Originally posted to the ubuntu-devel mailing list (archive).
I thought it was about time that I shared my own merge workflow, as I think it is quite different from most other Ubuntu developers. I'm an advanced git user (even a fanatic, perhaps), and I make extensive use of git's interactive rebase feature. To me, an Ubuntu package merge is just a rebase in git's terminology, and in this case I use git as nothing more than an advanced patchset manager.
I find my workflow allows me to handle arbitrarily complex package merges - something I've not been able to do any other way. And once I've merged a particular package with this workflow once, future merges take me far less time because checking individual broken down diffs is even quicker still.
This workflow may be useful to others, but probably only if you are already very familiar with git's interactive rebase feature. I don't suggest that you try to use this workflow without first being extremely comfortable with this (for example, working with git while not attached to a branch).
On the other hand, if you are very familiar with rebasing in git, then like me you may find this workflow to be the logically obvious way of doing package merges in Ubuntu. I wonder if anybody else feels like this.
In my mind, this write-up may seem complex, but I think this complexity is just a reflection of the reality of what's really going on when one does an Ubuntu package merge. But by using git, the complexity gets moved to the complexity of doing git rebases, and this is something that only needs to be learned once.
I'm also interested to know how this fits in with other recent work in using git with Debian packaging. My impression is that it doesn't fit so well, because in Ubuntu we need to deal with all Debian packages, including those not managed in git in Debian. Comments, feedback and criticism are all appreciated.
Considering merges
Merge essentials
Let's first consider what an Ubuntu package merge really is. Existing Ubuntu developers probably want to skip this section.

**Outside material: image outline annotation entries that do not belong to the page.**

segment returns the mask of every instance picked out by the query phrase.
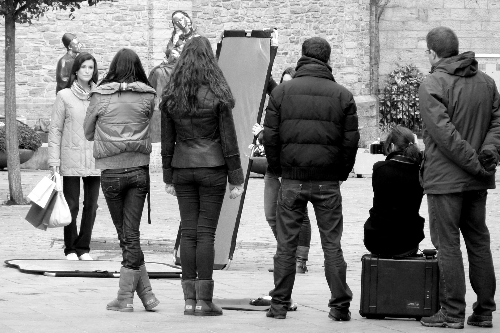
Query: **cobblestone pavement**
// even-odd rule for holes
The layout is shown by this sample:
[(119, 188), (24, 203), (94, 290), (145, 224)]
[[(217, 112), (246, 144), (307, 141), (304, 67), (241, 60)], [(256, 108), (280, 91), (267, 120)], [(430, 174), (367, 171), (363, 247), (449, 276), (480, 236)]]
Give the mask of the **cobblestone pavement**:
[[(27, 195), (48, 172), (24, 170), (22, 173)], [(497, 182), (497, 187), (500, 187), (500, 182)], [(152, 224), (148, 225), (146, 222), (145, 211), (141, 230), (143, 251), (147, 261), (172, 264), (180, 220), (176, 200), (165, 193), (160, 173), (151, 174), (151, 189)], [(350, 178), (342, 184), (341, 190), (344, 210), (342, 245), (348, 265), (348, 282), (354, 294), (350, 307), (352, 320), (350, 322), (334, 322), (326, 317), (328, 290), (324, 278), (319, 233), (315, 217), (311, 214), (309, 272), (297, 276), (292, 297), (299, 308), (296, 312), (288, 313), (286, 320), (268, 319), (264, 313), (229, 310), (224, 310), (221, 317), (184, 316), (178, 280), (152, 281), (162, 302), (154, 312), (144, 312), (136, 299), (133, 314), (116, 313), (106, 311), (104, 306), (116, 295), (116, 279), (50, 278), (0, 267), (0, 332), (30, 332), (35, 329), (42, 332), (148, 332), (169, 329), (183, 332), (438, 331), (424, 328), (412, 320), (374, 321), (360, 316), (360, 258), (367, 252), (363, 245), (362, 226), (372, 205), (371, 179)], [(0, 200), (4, 200), (8, 191), (7, 173), (0, 172)], [(82, 195), (82, 190), (80, 192)], [(264, 179), (250, 178), (234, 259), (229, 271), (216, 272), (215, 297), (258, 297), (267, 295), (272, 288), (272, 276), (268, 269), (272, 266), (276, 242), (264, 216), (263, 197)], [(90, 255), (96, 260), (121, 260), (116, 231), (102, 194), (98, 204)], [(26, 206), (0, 206), (2, 262), (18, 258), (64, 259), (62, 230), (44, 232), (34, 229), (24, 219), (28, 208)], [(500, 190), (489, 191), (487, 210), (496, 273), (500, 276)], [(427, 220), (426, 198), (420, 214)], [(420, 249), (432, 247), (426, 223), (424, 232), (426, 238), (420, 243)], [(464, 255), (467, 270), (466, 255)], [(468, 314), (472, 313), (474, 297), (468, 281)], [(500, 302), (500, 297), (497, 296), (496, 299), (497, 303)], [(494, 317), (496, 328), (500, 327), (498, 312)], [(474, 328), (466, 325), (466, 330)]]

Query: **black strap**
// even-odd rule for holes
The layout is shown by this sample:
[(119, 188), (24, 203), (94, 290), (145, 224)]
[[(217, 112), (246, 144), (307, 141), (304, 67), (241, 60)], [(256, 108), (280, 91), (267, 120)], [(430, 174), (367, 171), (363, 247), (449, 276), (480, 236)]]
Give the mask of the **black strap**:
[(151, 224), (151, 184), (150, 177), (150, 167), (148, 166), (148, 224)]

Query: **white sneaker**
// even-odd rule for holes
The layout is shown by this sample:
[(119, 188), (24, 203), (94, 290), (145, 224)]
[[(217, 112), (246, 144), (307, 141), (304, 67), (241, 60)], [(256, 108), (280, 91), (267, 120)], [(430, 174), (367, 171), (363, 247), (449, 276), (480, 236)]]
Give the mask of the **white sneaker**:
[(76, 253), (70, 253), (66, 255), (66, 260), (78, 260), (78, 256)]
[(92, 257), (90, 257), (88, 253), (84, 253), (78, 257), (78, 259), (80, 260), (94, 260), (94, 259), (92, 259)]

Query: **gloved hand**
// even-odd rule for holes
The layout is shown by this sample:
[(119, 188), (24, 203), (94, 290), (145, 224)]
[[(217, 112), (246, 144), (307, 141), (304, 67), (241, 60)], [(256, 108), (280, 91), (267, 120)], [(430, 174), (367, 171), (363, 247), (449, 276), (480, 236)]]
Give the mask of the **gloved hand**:
[(478, 174), (482, 177), (490, 177), (492, 175), (495, 174), (495, 172), (496, 171), (496, 164), (492, 169), (488, 171), (484, 169), (484, 167), (482, 165), (481, 169), (479, 170), (479, 173)]
[(496, 158), (491, 150), (485, 149), (481, 152), (478, 156), (481, 165), (486, 171), (494, 170), (496, 167)]

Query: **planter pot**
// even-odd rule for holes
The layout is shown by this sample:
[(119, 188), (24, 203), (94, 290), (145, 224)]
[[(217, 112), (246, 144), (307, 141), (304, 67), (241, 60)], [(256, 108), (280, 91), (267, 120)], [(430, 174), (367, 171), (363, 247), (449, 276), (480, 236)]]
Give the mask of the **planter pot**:
[(268, 160), (266, 157), (254, 157), (254, 163), (252, 163), (250, 171), (265, 175), (266, 170), (267, 168)]
[[(31, 149), (19, 150), (19, 162), (24, 163), (28, 161), (33, 156), (34, 152)], [(7, 154), (4, 151), (0, 151), (0, 169), (7, 166)]]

First, some terminology. For a given package that needs merging, Ubuntu has applied some set of changes from the Debian version it is based on. So we have some Debian version from which Ubuntu diverged (the base version), the latest Debian version, and the current Ubuntu version. The old Ubuntu delta is the diff between the base version and the current Ubuntu version. The new Ubuntu delta will be the diff between the latest Debian version and the newest Ubuntu version that we will upload.

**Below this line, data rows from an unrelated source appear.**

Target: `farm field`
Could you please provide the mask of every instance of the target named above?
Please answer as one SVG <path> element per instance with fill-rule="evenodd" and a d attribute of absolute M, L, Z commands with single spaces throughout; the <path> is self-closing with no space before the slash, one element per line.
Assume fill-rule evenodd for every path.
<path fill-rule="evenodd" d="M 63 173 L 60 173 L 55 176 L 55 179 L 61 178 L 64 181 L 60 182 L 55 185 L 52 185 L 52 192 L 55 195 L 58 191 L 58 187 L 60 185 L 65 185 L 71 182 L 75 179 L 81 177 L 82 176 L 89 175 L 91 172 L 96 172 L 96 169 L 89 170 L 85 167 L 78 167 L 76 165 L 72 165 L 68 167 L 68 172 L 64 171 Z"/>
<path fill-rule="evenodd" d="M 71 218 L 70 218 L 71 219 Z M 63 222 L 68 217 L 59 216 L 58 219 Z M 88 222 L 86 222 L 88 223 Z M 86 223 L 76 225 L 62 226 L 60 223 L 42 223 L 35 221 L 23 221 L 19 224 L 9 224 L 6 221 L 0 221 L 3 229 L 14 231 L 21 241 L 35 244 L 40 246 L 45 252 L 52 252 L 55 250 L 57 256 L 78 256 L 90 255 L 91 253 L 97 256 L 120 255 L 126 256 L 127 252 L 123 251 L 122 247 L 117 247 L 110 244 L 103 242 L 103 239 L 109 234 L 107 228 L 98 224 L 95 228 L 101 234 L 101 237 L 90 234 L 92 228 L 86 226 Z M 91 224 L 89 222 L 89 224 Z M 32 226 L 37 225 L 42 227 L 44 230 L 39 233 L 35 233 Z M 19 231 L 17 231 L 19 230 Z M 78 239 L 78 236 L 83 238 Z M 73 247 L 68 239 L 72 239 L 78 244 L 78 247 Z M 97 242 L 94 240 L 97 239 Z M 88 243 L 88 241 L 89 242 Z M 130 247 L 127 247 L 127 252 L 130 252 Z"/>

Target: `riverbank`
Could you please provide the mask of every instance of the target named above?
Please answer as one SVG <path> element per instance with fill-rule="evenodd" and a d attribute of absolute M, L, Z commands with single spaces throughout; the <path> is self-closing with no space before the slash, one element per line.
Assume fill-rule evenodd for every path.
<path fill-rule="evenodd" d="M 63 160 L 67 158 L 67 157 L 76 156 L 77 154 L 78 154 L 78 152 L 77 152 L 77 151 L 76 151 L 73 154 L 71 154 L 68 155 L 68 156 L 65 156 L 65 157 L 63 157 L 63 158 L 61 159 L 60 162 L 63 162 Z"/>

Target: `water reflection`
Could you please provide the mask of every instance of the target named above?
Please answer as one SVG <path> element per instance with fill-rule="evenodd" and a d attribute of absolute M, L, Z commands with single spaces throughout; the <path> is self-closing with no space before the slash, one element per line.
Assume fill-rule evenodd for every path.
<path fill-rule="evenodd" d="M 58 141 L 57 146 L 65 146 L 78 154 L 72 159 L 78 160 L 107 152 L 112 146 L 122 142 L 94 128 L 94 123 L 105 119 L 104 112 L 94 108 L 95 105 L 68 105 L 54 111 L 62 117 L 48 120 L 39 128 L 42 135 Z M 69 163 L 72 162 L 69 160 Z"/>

To do a package merge, we must re-apply all of the Ubuntu delta that is still required onto the latest Debian version. On the way, we might find that some changes are no longer required, some changes that have to be modified to work against the latest Debian version, and may perhaps need to introduce new changes.
We expect the result to contain a changelog entry summarising what remains in the Ubuntu delta, what was modified or dropped, and any new changes that were made.
The logical delta
So when doing a package merge, it is essential to understand what exactly logically constituted the previous Ubuntu delta, so that we can identify what changes are no longer required, how we might need to modify some previous changes, and what new changes may be needed.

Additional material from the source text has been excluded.